Hamilton-Jacobi method for molecular distribution function in a chemical oscillator

TL;DR

This paper applies the Hamilton-Jacobi method to solve chemical Fokker-Planck equations, deriving formulas for probability distributions in transient, steady, and oscillatory states, with practical numerical evaluation and validation against simulations.

Contribution

It introduces a Hamilton-Jacobi-based approach to analyze chemical oscillators, providing explicit formulas for distributions and phase diffusion, applicable to transient and oscillatory regimes.

Findings

Derived a compact formula for conditional probability distribution.

Obtained phase diffusion constant along periodic orbits.

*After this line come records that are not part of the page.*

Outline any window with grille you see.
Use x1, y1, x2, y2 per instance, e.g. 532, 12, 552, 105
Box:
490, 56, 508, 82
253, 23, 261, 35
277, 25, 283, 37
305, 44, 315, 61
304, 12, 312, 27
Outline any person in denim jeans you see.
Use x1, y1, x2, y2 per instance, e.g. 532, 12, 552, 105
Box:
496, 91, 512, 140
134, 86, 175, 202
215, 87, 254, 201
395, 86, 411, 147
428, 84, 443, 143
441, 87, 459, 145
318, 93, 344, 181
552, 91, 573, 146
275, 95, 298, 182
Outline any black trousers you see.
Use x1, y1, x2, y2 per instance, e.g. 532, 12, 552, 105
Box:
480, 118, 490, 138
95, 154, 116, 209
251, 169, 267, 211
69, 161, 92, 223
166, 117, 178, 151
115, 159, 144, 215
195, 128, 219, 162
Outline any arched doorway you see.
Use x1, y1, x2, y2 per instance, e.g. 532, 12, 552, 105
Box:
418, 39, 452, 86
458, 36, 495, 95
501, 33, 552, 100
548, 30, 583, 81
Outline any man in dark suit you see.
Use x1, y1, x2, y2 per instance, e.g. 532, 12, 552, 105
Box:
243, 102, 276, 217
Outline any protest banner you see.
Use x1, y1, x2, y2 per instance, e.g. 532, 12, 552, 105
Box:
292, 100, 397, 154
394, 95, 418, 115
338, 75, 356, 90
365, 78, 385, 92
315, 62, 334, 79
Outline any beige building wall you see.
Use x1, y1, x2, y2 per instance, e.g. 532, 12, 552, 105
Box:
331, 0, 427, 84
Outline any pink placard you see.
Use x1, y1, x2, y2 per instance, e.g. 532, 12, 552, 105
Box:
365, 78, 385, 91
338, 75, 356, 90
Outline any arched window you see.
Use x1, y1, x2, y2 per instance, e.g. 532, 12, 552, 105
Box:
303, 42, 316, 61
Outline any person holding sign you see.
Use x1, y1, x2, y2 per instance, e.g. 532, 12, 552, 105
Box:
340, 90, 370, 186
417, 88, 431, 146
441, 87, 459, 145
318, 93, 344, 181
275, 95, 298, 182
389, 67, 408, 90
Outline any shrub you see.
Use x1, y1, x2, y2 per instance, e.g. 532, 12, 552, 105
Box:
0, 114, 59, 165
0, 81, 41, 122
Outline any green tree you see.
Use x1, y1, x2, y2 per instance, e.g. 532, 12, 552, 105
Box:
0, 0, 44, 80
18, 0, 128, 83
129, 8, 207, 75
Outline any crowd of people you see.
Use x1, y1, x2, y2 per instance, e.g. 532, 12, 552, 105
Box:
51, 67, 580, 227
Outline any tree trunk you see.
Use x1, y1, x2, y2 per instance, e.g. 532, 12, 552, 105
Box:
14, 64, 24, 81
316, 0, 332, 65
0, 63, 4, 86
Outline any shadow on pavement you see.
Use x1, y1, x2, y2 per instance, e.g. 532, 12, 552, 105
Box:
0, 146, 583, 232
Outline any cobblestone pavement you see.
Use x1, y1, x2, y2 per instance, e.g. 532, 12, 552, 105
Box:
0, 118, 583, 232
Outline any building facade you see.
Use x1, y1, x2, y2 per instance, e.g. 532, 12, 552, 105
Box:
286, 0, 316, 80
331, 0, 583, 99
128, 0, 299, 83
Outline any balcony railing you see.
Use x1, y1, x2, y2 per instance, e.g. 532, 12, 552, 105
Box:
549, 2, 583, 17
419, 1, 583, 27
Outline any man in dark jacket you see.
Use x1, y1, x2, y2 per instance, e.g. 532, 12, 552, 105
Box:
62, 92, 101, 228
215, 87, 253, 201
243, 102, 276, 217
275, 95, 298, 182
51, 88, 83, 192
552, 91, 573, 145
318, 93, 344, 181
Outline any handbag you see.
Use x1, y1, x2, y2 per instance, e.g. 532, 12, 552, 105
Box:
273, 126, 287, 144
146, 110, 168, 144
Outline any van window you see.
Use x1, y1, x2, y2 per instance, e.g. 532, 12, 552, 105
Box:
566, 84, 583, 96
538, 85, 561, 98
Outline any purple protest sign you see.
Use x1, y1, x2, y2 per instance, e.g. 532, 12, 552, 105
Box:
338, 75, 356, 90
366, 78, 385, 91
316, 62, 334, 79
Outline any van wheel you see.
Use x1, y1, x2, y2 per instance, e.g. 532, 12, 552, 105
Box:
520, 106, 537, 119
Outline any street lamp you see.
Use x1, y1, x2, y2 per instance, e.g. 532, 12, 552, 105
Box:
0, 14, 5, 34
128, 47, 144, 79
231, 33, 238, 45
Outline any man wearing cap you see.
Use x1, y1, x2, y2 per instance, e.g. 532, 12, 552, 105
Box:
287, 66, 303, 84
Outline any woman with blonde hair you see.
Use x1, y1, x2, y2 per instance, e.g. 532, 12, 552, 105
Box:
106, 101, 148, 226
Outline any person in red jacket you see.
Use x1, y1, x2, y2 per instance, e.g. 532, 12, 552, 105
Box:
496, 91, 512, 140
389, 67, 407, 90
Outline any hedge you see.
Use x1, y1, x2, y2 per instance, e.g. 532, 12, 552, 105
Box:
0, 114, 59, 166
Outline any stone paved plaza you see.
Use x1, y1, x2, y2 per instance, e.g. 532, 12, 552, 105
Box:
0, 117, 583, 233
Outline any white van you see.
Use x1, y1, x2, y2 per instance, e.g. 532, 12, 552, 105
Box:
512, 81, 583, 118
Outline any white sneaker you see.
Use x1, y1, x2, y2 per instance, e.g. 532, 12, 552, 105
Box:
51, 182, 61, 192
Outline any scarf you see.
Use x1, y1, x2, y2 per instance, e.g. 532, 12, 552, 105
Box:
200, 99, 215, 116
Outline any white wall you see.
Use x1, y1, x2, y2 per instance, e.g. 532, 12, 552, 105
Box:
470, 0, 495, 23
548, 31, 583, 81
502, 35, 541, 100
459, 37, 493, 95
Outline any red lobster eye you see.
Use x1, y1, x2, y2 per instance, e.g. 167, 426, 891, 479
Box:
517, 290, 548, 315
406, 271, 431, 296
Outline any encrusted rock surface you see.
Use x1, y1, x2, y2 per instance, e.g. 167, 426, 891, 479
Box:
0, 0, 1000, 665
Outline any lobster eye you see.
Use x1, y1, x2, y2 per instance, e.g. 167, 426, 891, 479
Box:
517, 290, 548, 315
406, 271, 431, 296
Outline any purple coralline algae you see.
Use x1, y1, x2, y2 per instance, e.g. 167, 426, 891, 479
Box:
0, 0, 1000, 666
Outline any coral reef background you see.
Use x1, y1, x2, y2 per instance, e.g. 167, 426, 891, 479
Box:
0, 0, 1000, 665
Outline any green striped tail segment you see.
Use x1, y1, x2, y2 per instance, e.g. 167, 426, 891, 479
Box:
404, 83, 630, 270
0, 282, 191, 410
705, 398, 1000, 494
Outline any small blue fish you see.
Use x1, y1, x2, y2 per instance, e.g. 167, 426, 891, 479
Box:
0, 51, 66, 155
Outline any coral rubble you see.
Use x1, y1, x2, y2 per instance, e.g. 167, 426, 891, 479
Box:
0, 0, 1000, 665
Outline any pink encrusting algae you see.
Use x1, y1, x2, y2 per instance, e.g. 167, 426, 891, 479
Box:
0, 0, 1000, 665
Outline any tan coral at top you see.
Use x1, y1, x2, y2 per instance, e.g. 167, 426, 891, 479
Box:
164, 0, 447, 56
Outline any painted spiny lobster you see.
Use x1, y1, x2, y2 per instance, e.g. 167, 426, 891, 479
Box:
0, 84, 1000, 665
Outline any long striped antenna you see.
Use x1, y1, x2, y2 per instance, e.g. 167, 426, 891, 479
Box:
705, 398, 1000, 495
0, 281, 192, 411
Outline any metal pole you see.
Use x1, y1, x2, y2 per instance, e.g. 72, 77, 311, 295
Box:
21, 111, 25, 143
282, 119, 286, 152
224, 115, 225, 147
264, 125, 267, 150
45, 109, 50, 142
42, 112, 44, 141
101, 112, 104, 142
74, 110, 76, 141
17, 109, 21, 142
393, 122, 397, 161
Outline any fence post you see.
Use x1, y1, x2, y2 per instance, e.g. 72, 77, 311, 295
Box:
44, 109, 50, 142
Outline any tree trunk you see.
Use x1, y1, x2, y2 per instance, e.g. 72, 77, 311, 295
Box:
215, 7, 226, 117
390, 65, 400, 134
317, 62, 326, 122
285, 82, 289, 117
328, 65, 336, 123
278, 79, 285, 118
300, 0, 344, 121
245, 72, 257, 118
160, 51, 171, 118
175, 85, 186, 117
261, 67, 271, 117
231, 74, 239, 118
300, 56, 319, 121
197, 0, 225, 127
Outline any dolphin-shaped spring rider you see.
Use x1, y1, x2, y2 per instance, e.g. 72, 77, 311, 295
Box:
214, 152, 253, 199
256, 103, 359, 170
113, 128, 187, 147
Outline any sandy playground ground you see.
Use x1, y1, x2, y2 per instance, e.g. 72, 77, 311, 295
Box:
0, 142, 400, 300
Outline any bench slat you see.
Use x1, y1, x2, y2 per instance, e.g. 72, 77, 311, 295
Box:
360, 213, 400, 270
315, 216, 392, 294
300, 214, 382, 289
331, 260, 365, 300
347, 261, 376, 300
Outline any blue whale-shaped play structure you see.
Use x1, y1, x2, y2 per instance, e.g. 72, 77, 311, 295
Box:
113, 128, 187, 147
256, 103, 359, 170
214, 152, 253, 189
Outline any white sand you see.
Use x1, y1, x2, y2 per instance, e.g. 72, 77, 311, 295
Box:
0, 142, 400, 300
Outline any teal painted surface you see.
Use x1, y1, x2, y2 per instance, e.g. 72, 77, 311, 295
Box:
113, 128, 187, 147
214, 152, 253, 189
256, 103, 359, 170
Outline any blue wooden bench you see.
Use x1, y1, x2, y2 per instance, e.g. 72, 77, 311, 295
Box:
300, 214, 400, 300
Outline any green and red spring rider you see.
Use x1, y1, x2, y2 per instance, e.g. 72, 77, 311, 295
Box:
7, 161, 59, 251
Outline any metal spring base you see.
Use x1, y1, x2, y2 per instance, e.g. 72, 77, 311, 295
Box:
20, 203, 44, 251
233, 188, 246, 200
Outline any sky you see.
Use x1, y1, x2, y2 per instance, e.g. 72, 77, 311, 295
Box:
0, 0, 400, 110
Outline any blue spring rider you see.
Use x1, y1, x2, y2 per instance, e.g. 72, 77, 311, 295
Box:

Validated formulas with Monte Carlo simulations for Brusselator.

Abstract

Using the Hamilton-Jacobi method, we solve chemical Fokker-Planck equations within the Gaussian approximation and obtain a simple and compact formula for a conditional probability distribution. The formula holds in general transient situations, and can be applied not only for a steady state but also for a oscillatory state. By analyzing the long time behavior of the solution in the oscillatory case, we obtain the phase diffusion constant along the periodic orbit and the steady distribution perpendicular to it. A simple method for numerical evaluation of these formulas are devised, and they are compared with Monte Carlo simulations in the case of Brusselator as an example. Some results are shown to be identical to previously obtained expressions.